About a week later, Early Intervention came and evaluated Kaelyn and determined that she would benefit from their services. She would have a physical therapist come out once a week, but it would not start for a few weeks.
Not even a month after we were home we were back in the hospital, Kaelyn had viral meningitis. After what felt like an eternity, but was only a week, we were discharged. While in the hospital the doctors determined Kaelyn had an inflamed gastrointestinal track, acid reflux and a milk and soy protein allergy. All this meant that she had to go on a special formula and more medicine.
Some setbacks, but hope for the future
A few weeks later we had her check up at CHOP with the neurologist which went great. Kaelyn had her EEG done and they determined that I could wean her off of her phenobarbital, since she had no signs of recent seizures.
The speech therapist said that all of her feeding problems were related to her stomach issues and not neurological, which was easy to fix. That same week I took her to the gastroenterologist and they gave her a higher dose of acid reflux medicine, which helped a lot.

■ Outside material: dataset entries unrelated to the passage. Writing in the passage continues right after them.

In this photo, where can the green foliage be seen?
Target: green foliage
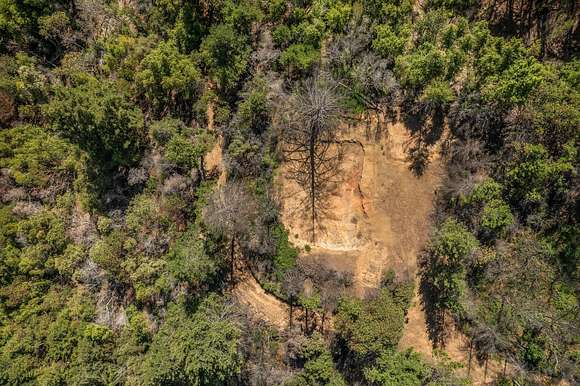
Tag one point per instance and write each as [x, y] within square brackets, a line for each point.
[254, 111]
[445, 273]
[286, 253]
[37, 159]
[532, 174]
[393, 368]
[514, 85]
[421, 66]
[452, 243]
[338, 16]
[496, 216]
[168, 79]
[437, 94]
[198, 349]
[191, 260]
[298, 59]
[225, 55]
[318, 367]
[388, 43]
[99, 117]
[371, 327]
[183, 153]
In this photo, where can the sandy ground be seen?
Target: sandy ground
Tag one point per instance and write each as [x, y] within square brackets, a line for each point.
[376, 218]
[377, 212]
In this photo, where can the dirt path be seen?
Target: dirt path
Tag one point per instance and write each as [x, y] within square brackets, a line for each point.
[376, 219]
[378, 211]
[213, 160]
[250, 293]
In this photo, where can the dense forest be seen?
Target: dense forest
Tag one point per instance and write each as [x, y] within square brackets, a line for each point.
[122, 242]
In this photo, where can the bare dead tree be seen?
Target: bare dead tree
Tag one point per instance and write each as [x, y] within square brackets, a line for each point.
[293, 284]
[232, 212]
[309, 132]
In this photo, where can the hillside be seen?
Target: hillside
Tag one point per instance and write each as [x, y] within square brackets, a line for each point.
[289, 192]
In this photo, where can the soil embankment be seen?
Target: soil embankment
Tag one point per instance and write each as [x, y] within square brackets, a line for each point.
[376, 217]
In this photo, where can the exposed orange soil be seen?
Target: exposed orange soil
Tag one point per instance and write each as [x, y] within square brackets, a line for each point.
[376, 218]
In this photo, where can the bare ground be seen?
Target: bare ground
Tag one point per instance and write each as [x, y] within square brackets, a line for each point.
[376, 218]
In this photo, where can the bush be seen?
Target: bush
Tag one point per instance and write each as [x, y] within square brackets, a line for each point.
[299, 59]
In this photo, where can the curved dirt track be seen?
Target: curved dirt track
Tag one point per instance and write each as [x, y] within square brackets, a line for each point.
[377, 213]
[376, 218]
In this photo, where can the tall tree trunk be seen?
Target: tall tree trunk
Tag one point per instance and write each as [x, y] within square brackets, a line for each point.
[470, 354]
[485, 370]
[504, 366]
[232, 259]
[312, 155]
[291, 305]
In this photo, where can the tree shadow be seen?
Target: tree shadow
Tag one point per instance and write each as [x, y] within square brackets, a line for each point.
[426, 129]
[434, 316]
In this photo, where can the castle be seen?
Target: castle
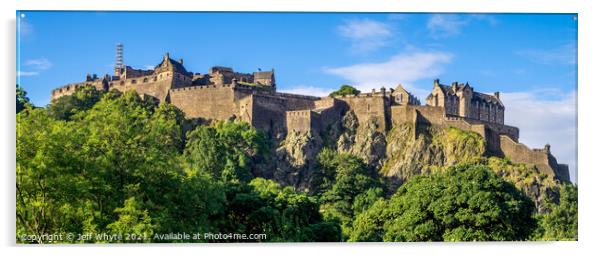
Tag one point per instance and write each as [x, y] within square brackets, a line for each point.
[223, 94]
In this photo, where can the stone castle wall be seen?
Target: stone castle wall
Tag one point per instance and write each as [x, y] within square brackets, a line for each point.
[541, 158]
[367, 107]
[225, 95]
[207, 102]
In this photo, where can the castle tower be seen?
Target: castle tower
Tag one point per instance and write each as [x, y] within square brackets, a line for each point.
[119, 66]
[465, 95]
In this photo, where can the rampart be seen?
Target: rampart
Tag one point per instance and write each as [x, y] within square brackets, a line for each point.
[223, 94]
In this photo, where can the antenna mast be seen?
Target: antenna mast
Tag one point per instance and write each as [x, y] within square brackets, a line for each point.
[119, 56]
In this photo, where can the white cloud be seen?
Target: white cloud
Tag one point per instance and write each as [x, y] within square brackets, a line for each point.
[308, 90]
[543, 120]
[38, 64]
[565, 55]
[25, 73]
[405, 68]
[25, 29]
[365, 34]
[448, 25]
[484, 18]
[445, 25]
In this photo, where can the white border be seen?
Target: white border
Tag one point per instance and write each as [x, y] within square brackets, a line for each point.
[588, 138]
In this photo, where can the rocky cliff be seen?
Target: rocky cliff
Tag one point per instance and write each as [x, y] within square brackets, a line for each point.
[404, 151]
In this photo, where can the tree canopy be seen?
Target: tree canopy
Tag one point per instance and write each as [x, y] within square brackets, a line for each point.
[464, 203]
[115, 163]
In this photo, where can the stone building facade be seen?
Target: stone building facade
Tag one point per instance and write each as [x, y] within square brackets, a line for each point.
[223, 94]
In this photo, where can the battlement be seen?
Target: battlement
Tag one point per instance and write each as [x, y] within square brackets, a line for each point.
[223, 94]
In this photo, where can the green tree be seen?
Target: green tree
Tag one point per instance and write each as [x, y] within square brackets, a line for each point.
[345, 90]
[81, 100]
[22, 99]
[225, 150]
[134, 223]
[561, 222]
[347, 187]
[263, 206]
[73, 175]
[463, 203]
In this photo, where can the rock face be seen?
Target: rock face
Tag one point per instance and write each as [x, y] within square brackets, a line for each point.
[363, 141]
[295, 157]
[404, 151]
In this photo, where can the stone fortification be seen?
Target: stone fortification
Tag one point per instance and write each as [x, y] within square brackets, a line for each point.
[223, 94]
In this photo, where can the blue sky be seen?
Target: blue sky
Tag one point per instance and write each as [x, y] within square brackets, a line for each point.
[530, 59]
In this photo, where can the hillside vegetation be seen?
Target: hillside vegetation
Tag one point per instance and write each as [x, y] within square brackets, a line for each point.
[116, 164]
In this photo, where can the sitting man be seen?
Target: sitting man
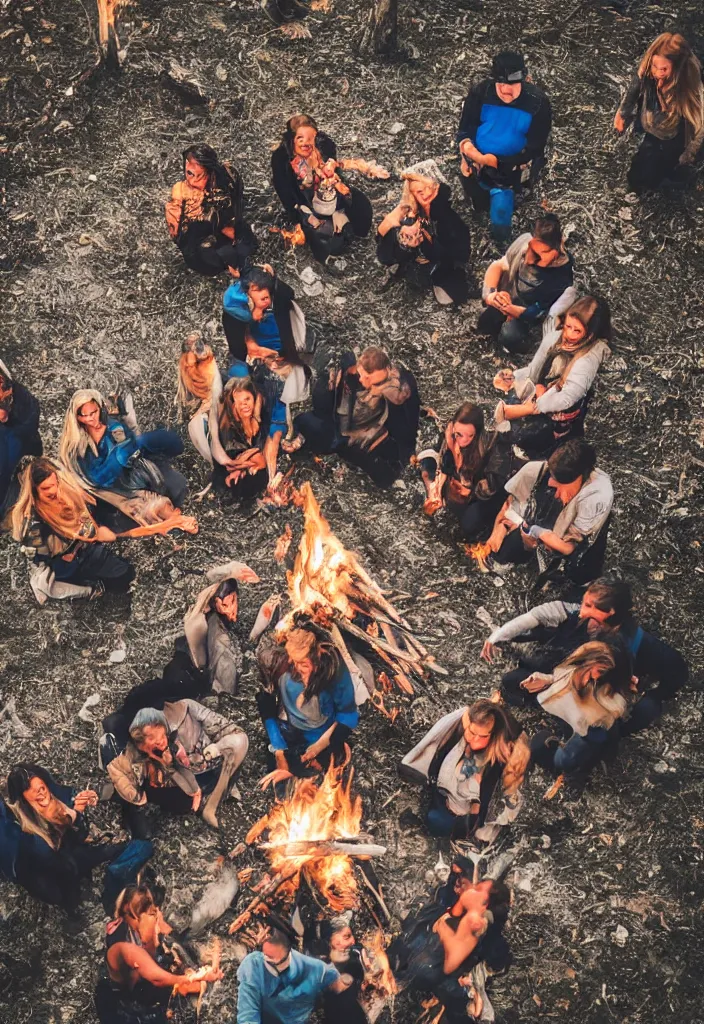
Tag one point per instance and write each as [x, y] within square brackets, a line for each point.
[279, 985]
[367, 414]
[18, 434]
[503, 128]
[561, 627]
[531, 281]
[173, 757]
[557, 510]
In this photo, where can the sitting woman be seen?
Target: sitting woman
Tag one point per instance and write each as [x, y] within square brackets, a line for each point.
[424, 240]
[558, 510]
[307, 702]
[305, 171]
[53, 521]
[47, 848]
[553, 393]
[447, 953]
[238, 437]
[200, 386]
[206, 215]
[473, 761]
[665, 102]
[130, 474]
[261, 317]
[468, 474]
[589, 693]
[139, 976]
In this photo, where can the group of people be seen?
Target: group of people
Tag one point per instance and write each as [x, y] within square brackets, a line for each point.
[525, 486]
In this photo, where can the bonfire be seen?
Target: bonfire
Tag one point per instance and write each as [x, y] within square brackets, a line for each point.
[328, 585]
[313, 834]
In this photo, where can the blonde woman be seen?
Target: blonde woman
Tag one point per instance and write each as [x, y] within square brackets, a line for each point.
[665, 101]
[546, 401]
[45, 847]
[424, 240]
[129, 473]
[53, 520]
[588, 694]
[474, 762]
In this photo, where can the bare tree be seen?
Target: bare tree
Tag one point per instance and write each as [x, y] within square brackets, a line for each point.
[381, 33]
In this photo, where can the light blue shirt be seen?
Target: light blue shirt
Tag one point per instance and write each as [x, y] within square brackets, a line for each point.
[290, 997]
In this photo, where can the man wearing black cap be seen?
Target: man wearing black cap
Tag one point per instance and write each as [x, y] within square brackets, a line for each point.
[504, 125]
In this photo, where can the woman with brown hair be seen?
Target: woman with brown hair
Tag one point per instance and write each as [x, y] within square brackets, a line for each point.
[307, 702]
[139, 980]
[424, 240]
[474, 762]
[552, 394]
[305, 169]
[665, 102]
[52, 519]
[238, 438]
[48, 849]
[468, 473]
[588, 693]
[206, 214]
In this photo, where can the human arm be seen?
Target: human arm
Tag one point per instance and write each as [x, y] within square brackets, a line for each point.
[627, 110]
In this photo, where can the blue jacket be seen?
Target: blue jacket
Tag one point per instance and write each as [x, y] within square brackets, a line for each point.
[290, 997]
[516, 132]
[338, 705]
[10, 833]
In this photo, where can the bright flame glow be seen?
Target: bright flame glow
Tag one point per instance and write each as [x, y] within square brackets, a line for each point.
[313, 816]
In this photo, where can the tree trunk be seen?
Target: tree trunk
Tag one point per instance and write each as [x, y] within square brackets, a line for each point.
[381, 34]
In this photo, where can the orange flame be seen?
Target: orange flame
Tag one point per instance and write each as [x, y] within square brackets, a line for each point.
[480, 553]
[378, 975]
[301, 826]
[291, 239]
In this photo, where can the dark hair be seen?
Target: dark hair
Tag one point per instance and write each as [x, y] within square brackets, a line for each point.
[22, 774]
[372, 359]
[278, 938]
[499, 902]
[203, 155]
[472, 456]
[226, 588]
[594, 314]
[612, 594]
[548, 229]
[571, 460]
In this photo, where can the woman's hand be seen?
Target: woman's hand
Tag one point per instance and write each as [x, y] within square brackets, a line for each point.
[87, 798]
[504, 380]
[312, 752]
[277, 775]
[534, 684]
[488, 652]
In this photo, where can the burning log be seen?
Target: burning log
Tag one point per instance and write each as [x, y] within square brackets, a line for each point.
[328, 585]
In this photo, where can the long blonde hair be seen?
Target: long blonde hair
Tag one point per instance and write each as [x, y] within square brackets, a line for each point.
[75, 439]
[682, 94]
[69, 515]
[407, 198]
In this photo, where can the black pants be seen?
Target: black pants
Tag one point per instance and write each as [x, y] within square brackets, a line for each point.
[655, 161]
[514, 335]
[55, 877]
[248, 486]
[323, 243]
[93, 564]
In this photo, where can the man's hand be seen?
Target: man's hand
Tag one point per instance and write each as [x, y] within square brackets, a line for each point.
[488, 652]
[87, 798]
[312, 752]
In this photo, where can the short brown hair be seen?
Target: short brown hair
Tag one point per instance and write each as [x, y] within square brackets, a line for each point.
[374, 359]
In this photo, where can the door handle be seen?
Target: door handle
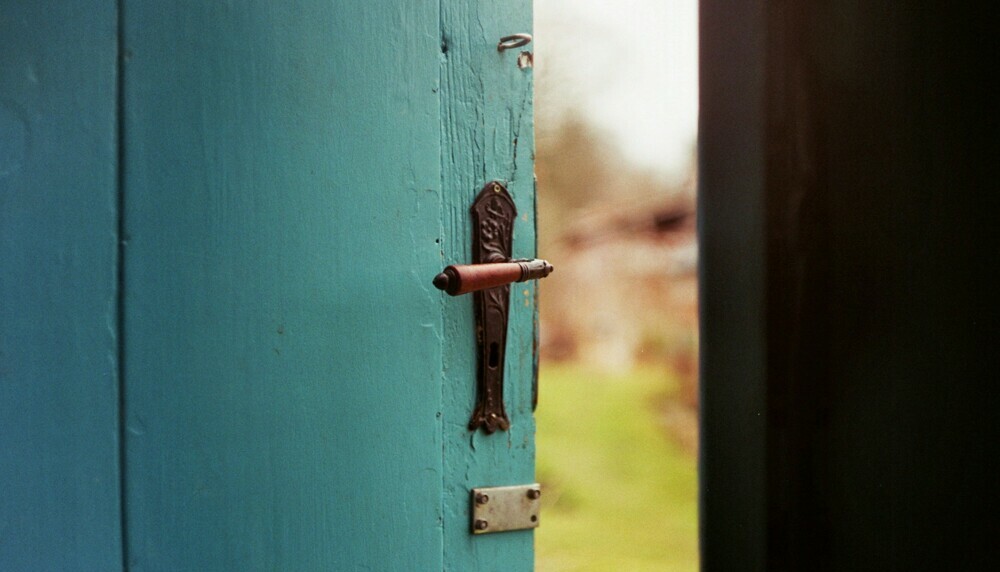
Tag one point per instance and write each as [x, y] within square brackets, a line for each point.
[489, 277]
[460, 279]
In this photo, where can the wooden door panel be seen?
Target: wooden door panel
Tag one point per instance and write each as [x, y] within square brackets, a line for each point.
[59, 486]
[487, 134]
[284, 342]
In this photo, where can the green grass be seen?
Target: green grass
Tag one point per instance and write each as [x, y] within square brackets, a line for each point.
[618, 494]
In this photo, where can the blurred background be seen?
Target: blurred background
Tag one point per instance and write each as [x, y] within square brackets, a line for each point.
[616, 122]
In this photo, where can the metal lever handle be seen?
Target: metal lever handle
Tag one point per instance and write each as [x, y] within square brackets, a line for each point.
[464, 278]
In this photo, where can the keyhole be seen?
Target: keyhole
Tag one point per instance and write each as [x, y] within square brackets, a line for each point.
[494, 360]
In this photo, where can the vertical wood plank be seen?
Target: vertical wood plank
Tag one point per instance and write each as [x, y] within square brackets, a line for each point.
[284, 358]
[59, 487]
[487, 134]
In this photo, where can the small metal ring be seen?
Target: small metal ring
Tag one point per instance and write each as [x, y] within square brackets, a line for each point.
[513, 41]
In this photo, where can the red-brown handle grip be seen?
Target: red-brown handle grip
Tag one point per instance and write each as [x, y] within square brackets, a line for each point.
[464, 278]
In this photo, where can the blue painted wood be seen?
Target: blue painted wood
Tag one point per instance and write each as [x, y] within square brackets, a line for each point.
[487, 134]
[59, 499]
[283, 364]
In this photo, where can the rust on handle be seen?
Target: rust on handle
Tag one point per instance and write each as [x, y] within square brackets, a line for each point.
[464, 278]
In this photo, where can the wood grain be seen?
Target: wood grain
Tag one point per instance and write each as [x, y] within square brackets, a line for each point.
[487, 134]
[284, 356]
[59, 499]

Just when I had my hopes up and thought everything was going well, her physical therapy started and I got some bad news. The therapist recommended that Kaelyn go see an ophthalmologist and that we need to work on tummy time, as she was favoring her right side.
Right now Kaelyn is just over two months and is doing well besides her tummy time problems, which we are slowly working on. Her acid reflux is taking time to get under control but she is doing a lot better.
She still will not sleep by herself all night, but is doing a lot better with it. She will let me put her down and not cry, but still has times when she cries and nothing will stop her. She has a few developmental delays which are nothing major. They include her favoring the right side, not having very good head control when on her belly or while sitting up and focusing and tracking problems.
I want the best of everything for my daughter and hope that one day she will grow up to be a strong, independent woman. I wish that my mom were here to see her new granddaughter and be with me to help me through the hard times, but unfortunately my mom passed away before I was even pregnant.
My daughter’s birth however, will always have extra meaning to me because it has now brightened up a day that was for two years a very sad day. Kaelyn was born on the 2-year anniversary of my mom’s death. I feel that my mom was there with us in the delivery room — even if just in spirit — and that she has been here through everything keeping an eye on her new grandchild.